American book publisher

Black Lizard was an American book publisher. A division of the Creative Arts Book Company of Berkeley, California, Black Lizard specialized in reprinting forgotten crime fiction and noir fiction writers and novels originally released between the 1930s and the 1960s, many of which are now acknowledged as classics of their genres.

== History ==
Founded and edited by writer Barry Gifford in 1984, Black Lizard released over ninety books between 1984 and 1990, including reprints of classic novels by Charles Willeford, David Goodis, Peter Rabe, Harry Whittington, Dan J. Marlowe, Charles Williams, and Lionel White, as well as original novels by Barry Gifford and Jim Nisbet. Lizard is single-handedly responsible for renewing the interest in Jim Thompson in the late 1980s, which resulted in several film adaptations of his novels. The original series were mass-market paperbacks with covers drawn by Jim Kirwan.

Barry Gifford's relationship with Black Lizard is also sometimes credited with having first applied the term noir fiction to a certain subgenre of hardboiled fiction. Thus, in an introduction written by Gifford to the Black Lizard editions of Jim Thompson's novels in 1984, Gifford writes: "The French seem to appreciate best Thompson's brand of terror. Roman noir, literally 'black novel,' is a term reserved especially for novelists such as Thompson, Cornell Woolrich and David Goodis. Only Thompson, however, fulfills the French notion of both noir and maudit, the accursed and self-destructive. It is an unholy picture that Thompson presents. As the British critic Nick Kimberley has written, 'This is a godless world,' populated by persons 'for whom murder is a casual chore.'" Gifford's use of the term noir in this context resulted in a term that is narrower in scope than that used by the French roman noir as applied to fiction. In 2021, Willy Vlautin wrote: "Those Black Lizard books were about psychologically damaged people trying to navigate a cruel, cutthroat world that didn't want them in the first place."

Random House bought the rights to the Black Lizard name in June 1990 and merged it with Vintage Crime: Vintage Crime/Black Lizard was the result. Many of Black Lizards' earlier releases were replaced by mainstream-friendly writers such as Dashiell Hammett, Raymond Chandler, James M. Cain, as well as numerous contemporary authors, including Jason Starr, whose noir crime novel Hard Feelings was Vintage Crime/Black Lizard’s first ever original novel.

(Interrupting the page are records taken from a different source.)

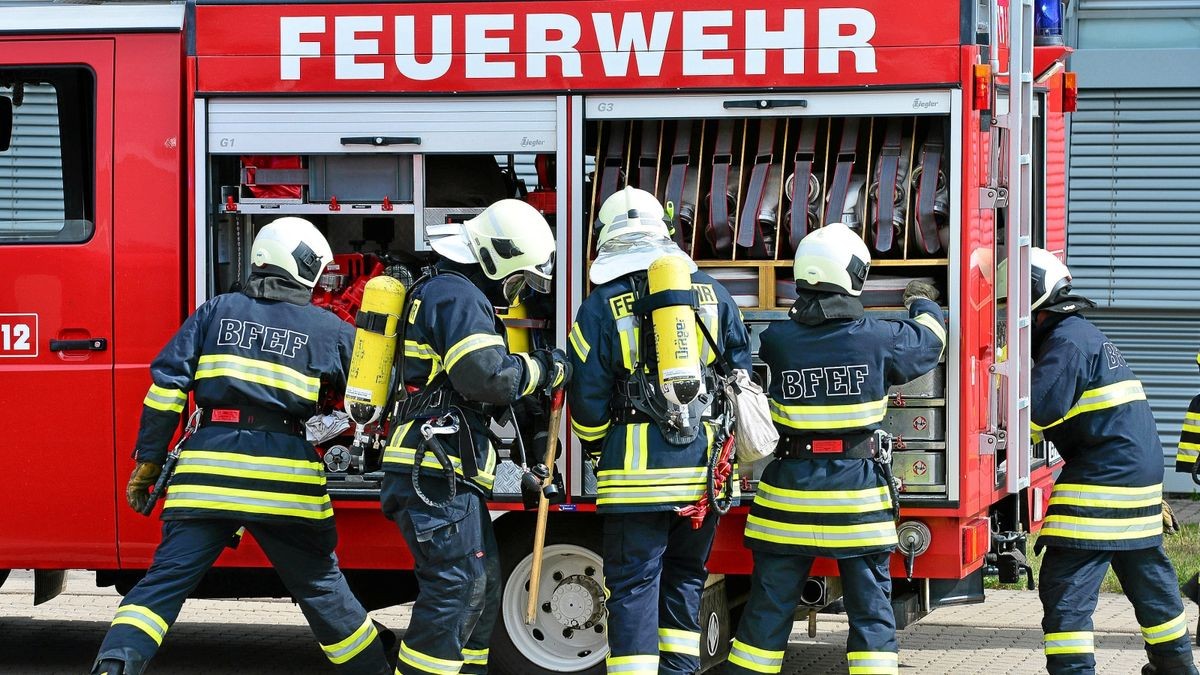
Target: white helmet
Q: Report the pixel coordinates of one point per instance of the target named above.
(507, 238)
(1050, 278)
(832, 258)
(630, 210)
(293, 245)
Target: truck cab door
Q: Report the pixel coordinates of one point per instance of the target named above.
(57, 304)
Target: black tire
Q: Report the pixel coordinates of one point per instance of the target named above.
(515, 535)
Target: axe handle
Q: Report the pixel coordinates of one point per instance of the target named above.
(539, 537)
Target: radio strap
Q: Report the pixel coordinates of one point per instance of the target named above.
(843, 171)
(802, 169)
(927, 191)
(720, 230)
(889, 169)
(750, 228)
(679, 159)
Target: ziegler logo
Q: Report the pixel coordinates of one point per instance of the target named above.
(589, 45)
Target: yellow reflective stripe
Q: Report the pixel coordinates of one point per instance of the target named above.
(143, 619)
(754, 658)
(353, 645)
(247, 466)
(1167, 631)
(579, 342)
(823, 501)
(589, 432)
(249, 501)
(635, 664)
(821, 536)
(471, 344)
(167, 400)
(1098, 496)
(849, 416)
(427, 663)
(533, 372)
(1102, 398)
(1102, 529)
(637, 441)
(931, 323)
(873, 662)
(259, 372)
(474, 657)
(678, 641)
(1073, 641)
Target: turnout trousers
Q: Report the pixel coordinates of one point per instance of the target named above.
(654, 572)
(301, 555)
(775, 592)
(457, 567)
(1069, 585)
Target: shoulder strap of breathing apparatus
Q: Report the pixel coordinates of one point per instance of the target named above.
(641, 390)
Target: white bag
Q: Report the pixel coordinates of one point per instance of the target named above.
(754, 434)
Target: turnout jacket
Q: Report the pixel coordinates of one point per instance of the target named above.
(831, 380)
(1092, 407)
(639, 470)
(235, 352)
(456, 357)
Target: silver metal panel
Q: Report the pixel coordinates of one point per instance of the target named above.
(672, 106)
(459, 124)
(1134, 197)
(91, 18)
(1161, 347)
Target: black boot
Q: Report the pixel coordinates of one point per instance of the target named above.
(109, 667)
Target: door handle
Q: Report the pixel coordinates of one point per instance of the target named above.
(90, 344)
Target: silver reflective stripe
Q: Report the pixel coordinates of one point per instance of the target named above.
(186, 460)
(180, 493)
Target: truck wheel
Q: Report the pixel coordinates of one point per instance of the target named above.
(570, 631)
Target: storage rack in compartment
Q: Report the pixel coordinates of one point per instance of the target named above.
(747, 243)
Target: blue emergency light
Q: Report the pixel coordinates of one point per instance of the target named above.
(1048, 22)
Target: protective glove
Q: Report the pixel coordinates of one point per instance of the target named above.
(137, 491)
(918, 288)
(556, 369)
(1170, 524)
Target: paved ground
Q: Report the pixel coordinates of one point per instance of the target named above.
(226, 637)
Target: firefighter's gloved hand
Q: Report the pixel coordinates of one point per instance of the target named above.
(918, 288)
(137, 491)
(556, 369)
(1170, 524)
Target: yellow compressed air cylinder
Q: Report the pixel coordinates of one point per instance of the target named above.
(375, 350)
(675, 333)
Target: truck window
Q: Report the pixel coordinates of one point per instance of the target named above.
(47, 180)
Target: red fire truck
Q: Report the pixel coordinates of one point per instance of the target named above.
(144, 145)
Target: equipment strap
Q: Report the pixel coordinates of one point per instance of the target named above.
(930, 168)
(679, 160)
(750, 227)
(858, 446)
(720, 230)
(648, 161)
(802, 169)
(253, 418)
(889, 167)
(613, 154)
(843, 171)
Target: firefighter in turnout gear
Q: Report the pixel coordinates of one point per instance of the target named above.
(255, 362)
(828, 490)
(457, 374)
(649, 465)
(1107, 503)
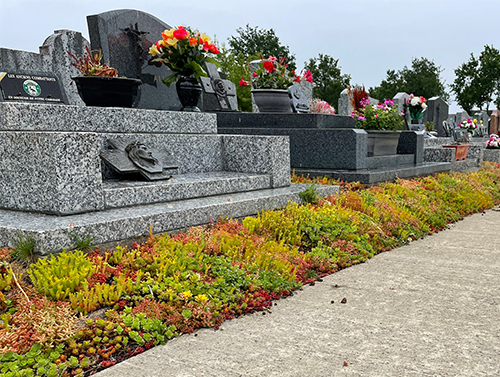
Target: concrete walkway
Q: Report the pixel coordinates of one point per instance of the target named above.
(431, 308)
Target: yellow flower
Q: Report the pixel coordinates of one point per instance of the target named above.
(168, 34)
(201, 299)
(172, 42)
(153, 50)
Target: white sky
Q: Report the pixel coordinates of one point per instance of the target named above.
(367, 36)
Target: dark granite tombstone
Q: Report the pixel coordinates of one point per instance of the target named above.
(437, 112)
(127, 156)
(218, 94)
(298, 100)
(125, 36)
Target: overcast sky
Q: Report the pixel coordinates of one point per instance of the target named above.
(367, 36)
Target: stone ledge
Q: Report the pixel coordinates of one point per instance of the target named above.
(377, 175)
(51, 232)
(64, 118)
(184, 186)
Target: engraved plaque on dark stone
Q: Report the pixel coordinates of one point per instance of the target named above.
(298, 100)
(125, 36)
(218, 94)
(127, 156)
(39, 88)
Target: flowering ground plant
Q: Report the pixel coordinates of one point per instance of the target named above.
(90, 64)
(383, 116)
(321, 107)
(273, 73)
(470, 125)
(493, 142)
(416, 106)
(184, 52)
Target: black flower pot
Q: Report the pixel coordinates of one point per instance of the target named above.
(272, 100)
(108, 91)
(189, 92)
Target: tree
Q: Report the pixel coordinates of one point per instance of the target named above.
(423, 79)
(478, 80)
(328, 81)
(234, 67)
(255, 41)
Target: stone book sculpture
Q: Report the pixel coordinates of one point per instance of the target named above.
(127, 156)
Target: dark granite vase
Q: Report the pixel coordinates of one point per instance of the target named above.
(189, 92)
(108, 91)
(272, 100)
(382, 143)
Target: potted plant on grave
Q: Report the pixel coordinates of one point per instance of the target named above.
(318, 106)
(469, 125)
(184, 51)
(99, 84)
(270, 83)
(380, 121)
(416, 106)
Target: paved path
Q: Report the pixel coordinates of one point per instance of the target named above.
(431, 308)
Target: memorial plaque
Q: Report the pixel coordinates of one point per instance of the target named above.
(218, 94)
(30, 88)
(298, 100)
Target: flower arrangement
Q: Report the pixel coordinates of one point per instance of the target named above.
(321, 107)
(383, 116)
(183, 51)
(273, 73)
(90, 65)
(416, 106)
(470, 125)
(493, 142)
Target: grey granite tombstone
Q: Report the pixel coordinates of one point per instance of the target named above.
(125, 36)
(298, 100)
(345, 107)
(218, 94)
(53, 59)
(437, 112)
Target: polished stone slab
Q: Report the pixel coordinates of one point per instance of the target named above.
(51, 233)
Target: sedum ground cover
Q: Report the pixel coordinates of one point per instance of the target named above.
(76, 313)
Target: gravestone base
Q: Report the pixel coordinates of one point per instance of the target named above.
(322, 144)
(51, 233)
(53, 175)
(434, 152)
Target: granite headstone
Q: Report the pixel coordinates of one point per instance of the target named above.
(125, 36)
(437, 112)
(52, 61)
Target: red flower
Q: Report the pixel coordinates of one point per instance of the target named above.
(181, 33)
(268, 66)
(193, 41)
(243, 82)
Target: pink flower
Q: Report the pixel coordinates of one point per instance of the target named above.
(268, 66)
(181, 33)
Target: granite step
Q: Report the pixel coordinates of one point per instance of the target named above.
(51, 232)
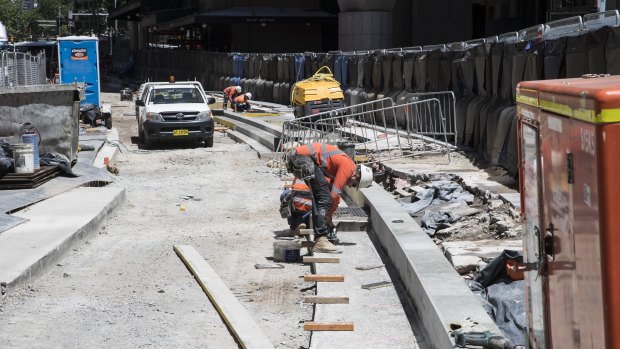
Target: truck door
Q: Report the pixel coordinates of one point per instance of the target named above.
(534, 257)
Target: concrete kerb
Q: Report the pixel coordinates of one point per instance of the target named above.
(439, 294)
(108, 149)
(37, 245)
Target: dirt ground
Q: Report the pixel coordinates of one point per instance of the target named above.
(126, 288)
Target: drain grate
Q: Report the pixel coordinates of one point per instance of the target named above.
(349, 212)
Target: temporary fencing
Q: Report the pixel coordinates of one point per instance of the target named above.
(368, 133)
(475, 81)
(21, 69)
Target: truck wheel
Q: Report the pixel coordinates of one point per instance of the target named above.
(148, 143)
(108, 121)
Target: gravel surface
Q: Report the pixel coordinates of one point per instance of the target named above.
(126, 288)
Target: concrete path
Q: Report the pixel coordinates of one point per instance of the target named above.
(378, 315)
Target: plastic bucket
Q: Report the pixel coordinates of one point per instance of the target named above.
(286, 251)
(24, 158)
(33, 138)
(348, 148)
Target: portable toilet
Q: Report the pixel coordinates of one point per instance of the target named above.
(78, 61)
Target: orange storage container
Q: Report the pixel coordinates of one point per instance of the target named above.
(569, 146)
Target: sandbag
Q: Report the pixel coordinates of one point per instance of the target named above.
(279, 69)
(444, 79)
(308, 58)
(298, 71)
(466, 69)
(386, 72)
(555, 52)
(268, 91)
(276, 93)
(596, 50)
(273, 68)
(577, 56)
(613, 51)
(260, 90)
(344, 72)
(420, 72)
(433, 71)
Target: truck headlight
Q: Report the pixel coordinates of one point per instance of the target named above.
(153, 116)
(205, 115)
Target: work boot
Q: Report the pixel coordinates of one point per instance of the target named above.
(322, 245)
(297, 230)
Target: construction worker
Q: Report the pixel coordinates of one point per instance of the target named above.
(296, 206)
(242, 102)
(230, 93)
(326, 170)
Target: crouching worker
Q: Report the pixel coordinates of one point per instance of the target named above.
(230, 93)
(296, 206)
(242, 102)
(326, 170)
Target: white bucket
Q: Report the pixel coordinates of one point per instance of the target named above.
(24, 157)
(286, 251)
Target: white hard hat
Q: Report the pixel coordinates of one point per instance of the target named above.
(365, 176)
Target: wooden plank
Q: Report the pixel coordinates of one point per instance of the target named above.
(309, 259)
(376, 285)
(326, 300)
(236, 317)
(403, 193)
(324, 278)
(329, 326)
(307, 244)
(305, 232)
(369, 267)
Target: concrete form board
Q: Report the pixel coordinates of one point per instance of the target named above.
(53, 228)
(437, 291)
(265, 126)
(388, 327)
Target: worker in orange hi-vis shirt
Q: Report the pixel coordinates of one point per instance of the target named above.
(326, 170)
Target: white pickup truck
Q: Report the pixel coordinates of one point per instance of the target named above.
(174, 111)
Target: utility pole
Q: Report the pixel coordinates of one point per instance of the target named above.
(58, 20)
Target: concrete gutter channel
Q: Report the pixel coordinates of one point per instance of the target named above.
(51, 225)
(437, 292)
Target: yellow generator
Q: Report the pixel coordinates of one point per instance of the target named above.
(317, 94)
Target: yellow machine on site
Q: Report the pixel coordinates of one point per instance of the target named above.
(319, 93)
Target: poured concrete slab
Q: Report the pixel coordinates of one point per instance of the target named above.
(53, 227)
(378, 315)
(438, 292)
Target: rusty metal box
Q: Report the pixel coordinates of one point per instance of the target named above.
(569, 173)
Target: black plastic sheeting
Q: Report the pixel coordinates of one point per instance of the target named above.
(503, 298)
(483, 78)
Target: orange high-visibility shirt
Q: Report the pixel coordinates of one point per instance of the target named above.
(337, 166)
(231, 92)
(240, 99)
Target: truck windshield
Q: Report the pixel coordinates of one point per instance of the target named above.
(175, 95)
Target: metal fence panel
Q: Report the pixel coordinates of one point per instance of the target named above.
(21, 69)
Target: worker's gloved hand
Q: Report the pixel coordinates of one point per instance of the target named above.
(331, 234)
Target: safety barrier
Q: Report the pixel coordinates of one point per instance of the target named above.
(368, 131)
(21, 69)
(475, 80)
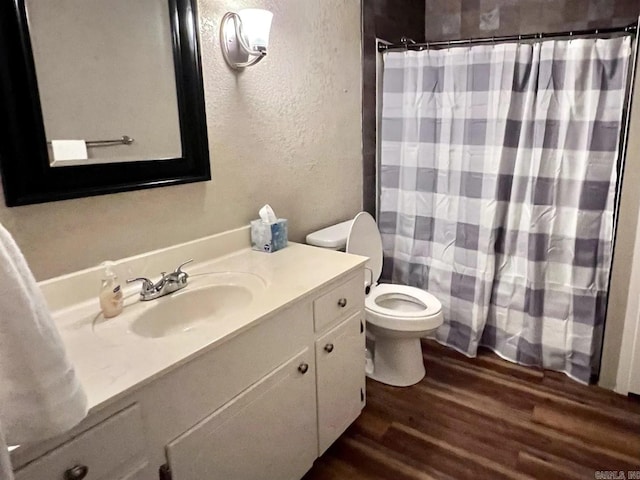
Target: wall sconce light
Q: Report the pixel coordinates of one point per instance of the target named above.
(244, 36)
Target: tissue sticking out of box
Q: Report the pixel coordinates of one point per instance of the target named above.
(267, 214)
(269, 233)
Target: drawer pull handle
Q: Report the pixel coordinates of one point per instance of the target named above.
(77, 472)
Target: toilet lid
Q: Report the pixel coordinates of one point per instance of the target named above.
(364, 239)
(383, 297)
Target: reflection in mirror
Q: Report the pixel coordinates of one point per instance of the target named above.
(109, 89)
(98, 83)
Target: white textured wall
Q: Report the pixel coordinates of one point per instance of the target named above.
(624, 249)
(286, 131)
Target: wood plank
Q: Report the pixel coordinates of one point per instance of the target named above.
(544, 465)
(601, 434)
(485, 418)
(470, 464)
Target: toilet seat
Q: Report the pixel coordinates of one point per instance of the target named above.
(424, 311)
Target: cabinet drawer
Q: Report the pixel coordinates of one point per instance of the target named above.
(339, 303)
(108, 450)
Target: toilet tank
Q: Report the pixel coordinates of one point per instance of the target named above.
(333, 237)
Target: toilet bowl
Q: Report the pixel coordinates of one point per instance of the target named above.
(397, 316)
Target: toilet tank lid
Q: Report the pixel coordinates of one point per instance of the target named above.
(334, 236)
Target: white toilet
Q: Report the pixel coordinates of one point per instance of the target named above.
(396, 315)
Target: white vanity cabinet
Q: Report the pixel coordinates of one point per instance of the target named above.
(268, 431)
(340, 378)
(112, 449)
(262, 404)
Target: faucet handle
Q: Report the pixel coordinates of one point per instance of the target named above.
(146, 283)
(179, 269)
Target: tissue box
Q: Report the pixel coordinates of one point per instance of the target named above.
(269, 237)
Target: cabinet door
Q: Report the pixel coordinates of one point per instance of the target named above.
(341, 379)
(268, 431)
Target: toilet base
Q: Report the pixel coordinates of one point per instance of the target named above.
(397, 361)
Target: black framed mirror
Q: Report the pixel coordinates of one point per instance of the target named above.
(28, 175)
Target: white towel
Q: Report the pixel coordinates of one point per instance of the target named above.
(40, 396)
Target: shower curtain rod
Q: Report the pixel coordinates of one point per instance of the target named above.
(408, 44)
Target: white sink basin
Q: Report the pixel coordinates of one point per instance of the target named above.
(208, 299)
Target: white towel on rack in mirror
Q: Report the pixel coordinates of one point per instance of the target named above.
(40, 395)
(69, 150)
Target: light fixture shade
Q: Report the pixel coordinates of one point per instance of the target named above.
(256, 24)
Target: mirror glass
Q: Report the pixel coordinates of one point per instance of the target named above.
(105, 71)
(99, 96)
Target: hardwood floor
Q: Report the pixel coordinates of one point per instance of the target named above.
(486, 418)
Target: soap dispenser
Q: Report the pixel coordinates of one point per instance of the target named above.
(111, 299)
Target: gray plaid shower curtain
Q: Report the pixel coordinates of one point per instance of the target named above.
(498, 177)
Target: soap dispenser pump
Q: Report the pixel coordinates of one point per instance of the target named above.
(111, 298)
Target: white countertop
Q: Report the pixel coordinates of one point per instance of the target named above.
(111, 361)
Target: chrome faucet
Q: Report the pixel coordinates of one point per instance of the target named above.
(169, 283)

The mass-market paperbacks were replaced by trade paperbacks with black-and-white photographs on the covers. Most of the series was reprinted in this new format, but practically all of the books published by Lizard before the merge, with the notable exception of books by Jim Thompson, have since been allowed to fall out of print and have remained so since the early 1990s.